0

I need to parse a bunch of single-line text that follow a similar format:

This is an example instance [link[filename1|path_to_file1]] that I need to parse [link[filename2|path_to_file2]]. Here is another [link[filename3|path_to_file3]] and so on [link[filename4|path_to_file4]]

I want to regex for every text before and after the | symbol.

I have the following regex:

while ( my @row = $sth->fetchrow_array() ) {
    my $line = $row[4];
    if($line =~ /\[link\[(.*?)\|(.*?)\]?\]/g){
            print "MATCH1: $1\n";
            print "MATCH2: $2\n";
        }
}

Unfortunately, it will only return me the first instance (filename1, path_to_file1). How can I change it so all instances are captured?

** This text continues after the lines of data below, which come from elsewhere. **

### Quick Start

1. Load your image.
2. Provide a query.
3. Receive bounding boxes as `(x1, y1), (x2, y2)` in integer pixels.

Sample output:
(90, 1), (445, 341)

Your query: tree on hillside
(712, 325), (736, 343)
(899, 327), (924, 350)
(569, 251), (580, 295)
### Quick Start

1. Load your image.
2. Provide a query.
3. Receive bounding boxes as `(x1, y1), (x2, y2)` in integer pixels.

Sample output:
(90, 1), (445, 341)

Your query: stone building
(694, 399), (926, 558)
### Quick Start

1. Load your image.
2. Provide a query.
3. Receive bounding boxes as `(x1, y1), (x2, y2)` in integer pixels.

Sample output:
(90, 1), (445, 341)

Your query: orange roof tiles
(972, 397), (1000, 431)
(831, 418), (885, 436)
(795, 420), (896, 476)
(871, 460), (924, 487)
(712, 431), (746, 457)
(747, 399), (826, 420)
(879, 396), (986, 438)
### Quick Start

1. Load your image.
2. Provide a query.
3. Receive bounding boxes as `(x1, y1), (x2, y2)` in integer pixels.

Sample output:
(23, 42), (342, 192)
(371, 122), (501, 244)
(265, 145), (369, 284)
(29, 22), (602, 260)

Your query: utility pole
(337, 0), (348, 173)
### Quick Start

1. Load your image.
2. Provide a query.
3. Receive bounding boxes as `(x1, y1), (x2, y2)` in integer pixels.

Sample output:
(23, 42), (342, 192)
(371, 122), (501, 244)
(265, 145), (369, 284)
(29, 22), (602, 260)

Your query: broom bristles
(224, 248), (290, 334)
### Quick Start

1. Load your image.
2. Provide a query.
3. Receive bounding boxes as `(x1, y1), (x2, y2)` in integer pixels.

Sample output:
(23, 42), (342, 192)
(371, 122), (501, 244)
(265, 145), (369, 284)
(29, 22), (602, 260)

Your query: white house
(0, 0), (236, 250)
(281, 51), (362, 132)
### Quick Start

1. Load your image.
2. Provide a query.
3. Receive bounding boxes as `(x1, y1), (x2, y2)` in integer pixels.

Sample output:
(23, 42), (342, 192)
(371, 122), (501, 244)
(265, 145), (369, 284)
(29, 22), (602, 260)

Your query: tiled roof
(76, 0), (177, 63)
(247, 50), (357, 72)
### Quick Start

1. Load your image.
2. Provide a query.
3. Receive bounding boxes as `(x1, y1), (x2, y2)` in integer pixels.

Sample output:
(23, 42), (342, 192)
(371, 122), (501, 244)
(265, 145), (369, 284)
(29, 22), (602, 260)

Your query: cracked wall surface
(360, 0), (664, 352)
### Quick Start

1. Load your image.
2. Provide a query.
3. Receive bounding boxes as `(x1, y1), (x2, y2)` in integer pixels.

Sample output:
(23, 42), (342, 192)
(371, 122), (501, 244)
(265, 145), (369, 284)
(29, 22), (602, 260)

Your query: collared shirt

I would like the following output:

MATCH1:filename1
MATCH2:path_to_file1
MATCH1:filename2
MATCH2:path_to_file2
MATCH1:filename3
MATCH2:path_to_file3
MATCH1:filename4
MATCH2:path_to_file4
Steve
  • 1,047
  • 1
  • 9
  • 13
  • You need to be more clear in your question regarding the final _output_ that you want to see. I wanted to help you here but didn't really understand what you wanted. – Jonathan Benn Jun 30 '16 at 18:25
  • Ok, thank you. And what's the content of `$line`? Is it _one_ set of `"[link[filename1|path_to_file1]]"` or _two_ (or more) sets, like `"[link[filename1|path_to_file1]] … [link[filename2|path_to_file2]]"`? – PerlDuck Jun 30 '16 at 18:27
  • @JonathanBenn updated – Steve Jun 30 '16 at 18:33
  • 2
    Maybe you need a `while` rather than `if`? – Wiktor Stribiżew Jun 30 '16 at 18:34
  • @PerlDog `$line` is the example text at the beginning, so multiple sets in a single line. – Steve Jun 30 '16 at 18:34
  • @WiktorStribiżew Exactly! Just tried it out. So: `while($line =~ /\[link\[(.*?)\|(.*?)\]?\]/g){ ... }` – PerlDuck Jun 30 '16 at 18:35
  • @PerlDog you should probably make your comment into a full answer :) – Jonathan Benn Jun 30 '16 at 18:37
  • Or close as a dupe of http://stackoverflow.com/questions/6374783/matching-a-regular-expression-multiple-times-with-perl, or http://stackoverflow.com/questions/11208924/regex-match-all-occurrences – Wiktor Stribiżew Jun 30 '16 at 18:40
  • @JonathanBenn Thank you for the suggestion but Wiktor spotted it first, the OP has an answer, and the questions Wiktor refers to are indeed dupes of this one (or the other way round, for that matter). – PerlDuck Jun 30 '16 at 18:48
  • 1
    @WiktorStribiżew I just got reminded of the value of some rules here. I spent a few minutes reading through the question, and then through the comments to see whether somebody answered it. So, let's either post the answer or indeed mark it as a duplicate -- so that people don't spend time. (Not that my few minutes are so precious :) – zdim Jun 30 '16 at 19:05
  • @WiktorStribiżew Now when I read my comment I am not sure whether it sounds like some criticism or such-- I meant to say it'd be good to mark is as duplicate (or that you post the answer). – zdim Jun 30 '16 at 19:27

1 Answers1

0

Use regexp match in the list context:

while ( my @row = $sth->fetchrow_array() ) {
    my $line = $row[4];
    my @captures = $line =~ /\[link\[(.*?)\|(.*?)\]?\]/g;
    while(@captures){
        my $filename = shift @captures;
        my $path = shift @captures;
        print "MATCH1: $filename\n";
        print "MATCH2: $captures\n";
    }
}